In the early days of Christianity, it was questioned whether or not to observe Jesus’ death. Until the 4th century, Jesus’ Last Supper, his death, and his Resurrection were observed in one single commemoration on the evening before Easter. But since then, these three events have been observed separately, with the Resurrection considered the pivotal event and celebrated as easter.

The phrase “Good Friday” does not appear in the Bible. The word Friday isn’t in the Bible. Actually, the days are called by numbers. The seventh day is the Sabbath and the other days are first, second, third and so on.

Our Good Friday has been seen since those early days as a day of sorrow, penance, and fasting.

There was also controversy concerning when the events should be celebrated. According to the Jewish calendar, Jesus died on 15 Nisan, the first day of Passover. Translated to the Gregorian (Western) calendar, that would be April 7. Christians determined not to commemorate it on a fixed date and followed the varying date of the Jewish Passover which conforms to the Jewish lunisolar calendar (rather than the Gregorian solar calendar).

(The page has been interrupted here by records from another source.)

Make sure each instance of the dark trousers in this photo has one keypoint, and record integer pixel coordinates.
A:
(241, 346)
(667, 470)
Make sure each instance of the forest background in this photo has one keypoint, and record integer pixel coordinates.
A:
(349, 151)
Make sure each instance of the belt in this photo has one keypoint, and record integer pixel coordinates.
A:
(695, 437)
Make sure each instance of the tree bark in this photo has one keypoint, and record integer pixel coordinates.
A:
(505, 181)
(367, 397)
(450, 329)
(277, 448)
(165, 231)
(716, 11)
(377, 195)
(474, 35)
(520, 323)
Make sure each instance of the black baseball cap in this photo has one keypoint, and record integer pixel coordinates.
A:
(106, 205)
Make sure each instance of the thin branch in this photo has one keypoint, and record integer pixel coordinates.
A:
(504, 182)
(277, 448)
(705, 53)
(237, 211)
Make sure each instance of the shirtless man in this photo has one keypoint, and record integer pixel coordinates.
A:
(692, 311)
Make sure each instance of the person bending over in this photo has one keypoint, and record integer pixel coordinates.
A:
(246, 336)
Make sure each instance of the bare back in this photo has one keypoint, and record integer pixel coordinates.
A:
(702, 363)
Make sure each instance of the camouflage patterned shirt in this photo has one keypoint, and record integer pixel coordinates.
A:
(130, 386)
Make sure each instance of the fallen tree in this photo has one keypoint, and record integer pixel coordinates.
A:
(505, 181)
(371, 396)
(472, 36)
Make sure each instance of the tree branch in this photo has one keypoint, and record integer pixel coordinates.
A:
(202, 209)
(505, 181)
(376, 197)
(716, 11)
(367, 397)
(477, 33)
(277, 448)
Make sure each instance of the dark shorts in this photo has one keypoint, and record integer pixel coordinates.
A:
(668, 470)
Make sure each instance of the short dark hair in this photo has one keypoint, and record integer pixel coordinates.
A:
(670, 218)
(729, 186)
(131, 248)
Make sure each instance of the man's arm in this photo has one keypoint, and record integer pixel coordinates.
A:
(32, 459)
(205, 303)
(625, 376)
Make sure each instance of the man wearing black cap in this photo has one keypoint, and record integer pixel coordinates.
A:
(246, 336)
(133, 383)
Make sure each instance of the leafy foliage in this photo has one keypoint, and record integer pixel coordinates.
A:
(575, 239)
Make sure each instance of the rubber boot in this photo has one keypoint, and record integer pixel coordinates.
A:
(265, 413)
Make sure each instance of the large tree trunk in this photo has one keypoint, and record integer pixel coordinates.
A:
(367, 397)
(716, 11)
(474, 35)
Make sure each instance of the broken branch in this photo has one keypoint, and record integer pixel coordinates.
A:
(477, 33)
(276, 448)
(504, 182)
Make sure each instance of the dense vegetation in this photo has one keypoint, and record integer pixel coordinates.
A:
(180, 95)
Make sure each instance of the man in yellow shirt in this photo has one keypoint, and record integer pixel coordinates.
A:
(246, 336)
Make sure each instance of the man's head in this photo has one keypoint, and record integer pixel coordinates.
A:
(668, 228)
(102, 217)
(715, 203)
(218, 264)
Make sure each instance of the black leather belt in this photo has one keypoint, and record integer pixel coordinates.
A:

That connected Jesus’ Last Supper with his disciples on the evening before his Crucifixion to the Passover seder. Despite this “inaccuracy,” this dating has continued making Good Friday (and so, Easter) fall between March 20 (the first possible date for Passover) and April 23.

Easter occurs two days later and is calculated differently in Eastern Christianity and Western Christianity. Easter falls on the first Sunday following the Paschal Full Moon. This “full moon” does not actually correspond directly to any astronomical event. It is the 14th day of a lunar month and may differ from the date of the actual full moon by up to two days.

The full moon on or after 21 March and connected to the vernal equinox makes the Paschal Full Moon an “ecclesiastical full moon” in the Northern Hemisphere and the entry of spring that is used to determine of the date of Easter. The name “paschal” is derived from the Greek pascha which is a transliteration of the Hebrew pesach, both words meaning Passover. The date of Easter is determined as the first Sunday after the paschal full moon.

To further confuse the dating, Catholic and Protestant churches say that Jesus was killed on Friday and resurrected Sunday morning, the year given as 33 A.D. The Early New Testament church did not observe an Easter holiday, but to move people away from celebrating the Biblical Christian Passover, the Catholic Church appropriated a pagan holiday of the goddess Ishtar (Astarte) who was worshiped by Babylonians and Assyrians who was celebrated around the spring equinox.

Some Biblical scholars interpret Jesus’ crucifixion at being 3 p.m. on a third day (Wednesday not Friday) in 30 A.D. After 3 days and nights in a tomb, he was resurrected.